Ela chega com Bethânia: -Quem me chamou? Eu estou aqui, o que que há?  Então você está à caça da felicidade?
- Nem tanto – respondo – quero amenizar a prisão domiciliar.
- Assim não vai dar. Chamando este lugar lindo, com verde pra todo canto, desse nome feio, não ajuda amenizar nadinha. Quer saber? A felicidade, precisa de outras coisas além da liberdade.
- Ah! Então a senhora concorda...
- Eu não sou tão doida a ponto de discordar do mineiro. Você é meio ignorante em literatura, mas mesmo assim sabe que Sabino era mineiro, não é?
- Não precisa ofender!
- É, fui grosseira. Vamos retornar ao assunto.  
- De que outras coisas a felicidade precisa?
- Não é propriamente precisar. Há coisas que são caminhos para...Acabo de me lembrar de um atalho garantido, o amor. Se alguém se apaixona por outrem, a felicidade não escapa. Há até a expressão muita usada, aqui, pelas Alterosas: Feliz que nem bobo quase sempre se refere a alguém apaixonado. Qualquer amor traz felicidade, pode trazer outras coisas, mas o amor correspondido é tiro certo.

- Esse atalho, no isolamento, ou já existe ou fica para procurar depois desta quarentena. Pode rir, mas sem ser atalho, pode dar outros caminhos? Aposto que não conhece.

- Deixa de falar bobagem, menina. Vamos lá. Vou listar algumas coisas que sei em relação a você, não são muitas, já que você, como todos jovens, muda de gosto. Não precisa fazer esta cara. Este mudar de gosto é saudável, significa crescimento. Você tem um gosto musical, hoje, mais requintado do que há alguns anos.

- Dona Pandá, me desculpe a ousadia, mas a senhora está, de novo, saindo do assunto.

- Agora você me lembrou uma criança adorável que falava “de ovo”. Está bem vamos retornar de novo. Continuando no musical, que, neste seu caso, é um exemplo perfeito: escutar a boa música é um bom caminho. Compor, para você, ouso dizer que é outro atalho garantido. Criar é uma atividade exigente, solitária e egoísta. Exige toda sua alma, não aceita pedaços. Se você está menos que inteiramente, a criação sai medíocre, não satisfaz. Aí é bobagem, não é caminho.

- Estamos falando de composição, de música?

- E de você. Se estivéssemos falando do meu amigo Roberto, o caminho seria literatura. Certo? Então, o atalho seguro, aqui, é a criação de música, da boa música.

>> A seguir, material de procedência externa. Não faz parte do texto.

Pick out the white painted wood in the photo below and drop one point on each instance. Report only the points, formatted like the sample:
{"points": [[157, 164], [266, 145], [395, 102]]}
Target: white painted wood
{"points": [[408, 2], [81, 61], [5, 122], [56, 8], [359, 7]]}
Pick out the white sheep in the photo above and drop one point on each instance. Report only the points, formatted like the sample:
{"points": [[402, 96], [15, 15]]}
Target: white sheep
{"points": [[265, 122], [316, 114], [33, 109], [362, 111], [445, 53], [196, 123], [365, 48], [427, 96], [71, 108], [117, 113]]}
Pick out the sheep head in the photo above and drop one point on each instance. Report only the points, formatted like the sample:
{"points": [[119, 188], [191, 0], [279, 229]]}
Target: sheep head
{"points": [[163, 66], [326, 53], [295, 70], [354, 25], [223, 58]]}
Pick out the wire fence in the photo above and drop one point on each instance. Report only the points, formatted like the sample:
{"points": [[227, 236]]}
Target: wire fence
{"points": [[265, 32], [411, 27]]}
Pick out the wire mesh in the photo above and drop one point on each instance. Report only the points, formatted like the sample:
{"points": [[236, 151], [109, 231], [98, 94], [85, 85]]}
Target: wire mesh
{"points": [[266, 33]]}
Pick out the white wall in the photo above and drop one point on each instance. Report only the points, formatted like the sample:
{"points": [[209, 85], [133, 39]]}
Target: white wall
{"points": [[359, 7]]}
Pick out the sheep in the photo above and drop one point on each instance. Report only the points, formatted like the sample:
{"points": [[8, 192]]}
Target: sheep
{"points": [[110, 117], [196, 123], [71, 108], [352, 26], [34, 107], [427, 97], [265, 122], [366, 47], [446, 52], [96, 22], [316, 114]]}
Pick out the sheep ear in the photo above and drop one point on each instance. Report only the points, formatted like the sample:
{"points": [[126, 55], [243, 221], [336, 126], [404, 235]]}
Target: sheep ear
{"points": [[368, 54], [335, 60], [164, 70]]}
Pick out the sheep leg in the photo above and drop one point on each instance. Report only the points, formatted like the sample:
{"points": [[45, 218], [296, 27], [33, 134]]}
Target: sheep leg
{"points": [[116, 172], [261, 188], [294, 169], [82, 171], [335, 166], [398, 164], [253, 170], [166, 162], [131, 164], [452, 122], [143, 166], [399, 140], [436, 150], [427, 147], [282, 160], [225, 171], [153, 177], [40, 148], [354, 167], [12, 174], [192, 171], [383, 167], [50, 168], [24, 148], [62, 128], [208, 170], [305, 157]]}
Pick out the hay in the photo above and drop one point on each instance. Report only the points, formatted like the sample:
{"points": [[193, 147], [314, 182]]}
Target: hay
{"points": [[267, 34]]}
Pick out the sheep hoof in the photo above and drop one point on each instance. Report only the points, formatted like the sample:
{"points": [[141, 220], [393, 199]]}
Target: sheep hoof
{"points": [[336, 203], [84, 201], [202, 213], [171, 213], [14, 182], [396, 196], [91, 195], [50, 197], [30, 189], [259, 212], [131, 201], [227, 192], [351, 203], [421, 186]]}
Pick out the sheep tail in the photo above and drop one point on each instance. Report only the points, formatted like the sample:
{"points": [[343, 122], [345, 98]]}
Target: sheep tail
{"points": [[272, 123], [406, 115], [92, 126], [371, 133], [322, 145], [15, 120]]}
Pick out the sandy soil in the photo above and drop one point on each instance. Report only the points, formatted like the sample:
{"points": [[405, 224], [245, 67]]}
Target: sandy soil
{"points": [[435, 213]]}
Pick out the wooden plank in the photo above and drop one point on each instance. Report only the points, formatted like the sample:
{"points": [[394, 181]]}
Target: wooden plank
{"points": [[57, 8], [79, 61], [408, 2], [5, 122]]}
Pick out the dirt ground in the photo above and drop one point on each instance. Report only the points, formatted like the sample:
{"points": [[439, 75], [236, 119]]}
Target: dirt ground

- Se não “sair” a boa música?

- Você fará a boa música se se entregar a ela. A exigência dela é total, ela quer sua alma. Em dando o que ela exige, só sai a boa música. O parâmetro do que é bom é a satisfação do criador.  É claro que estamos falando de você que tem a arte na alma. É por isto que precisa doá-la sem regatear.

A criação é solitária. É claro que há criações coletivas, mas estamos no isolamento. Sua inspiração se relaciona com sua vida passada, presente ou desejada, com seus sentimentos, com tudo onde consegue chegar, mas ninguém anda por você. A captação é de sua capacidade. Não vivemos isolados, ao contrário vivemos cercados de um mundo interno e externo que percebemos e que levamos para nossa criação. Ainda assim, no ato de criar, estamos sós, com tudo que é nossa captação, com toda nossa vida.

A criação é egoísta.  Não aceita preguiça ou distração. Nada que a divida, que a restrinja.
Esta falação toda é para lhe mostrar que estando no ato de criar, você não sente a falta da liberdade. A arte é libertária.

- Dona Pandá, e os caminhos? A senhora falou de dois atalhos seguros.

- Você pode, nos intervalos do amor e da música, buscar outros prazeres, como por exemplo, mexer com a terra, plantar. Dispor da terra já é um caminho dado. É uma boa hora de planejar uma horta, um pomar. Cuidar dos bichinhos. Na realidade, são atividades de que você gosta e que já realiza.  Acho que o fundamental é manter a cabeça longe da restrição de não poder ir e vir.  O segredo da vida é buscar ser feliz, inventar lugares para a felicidade e estar lá.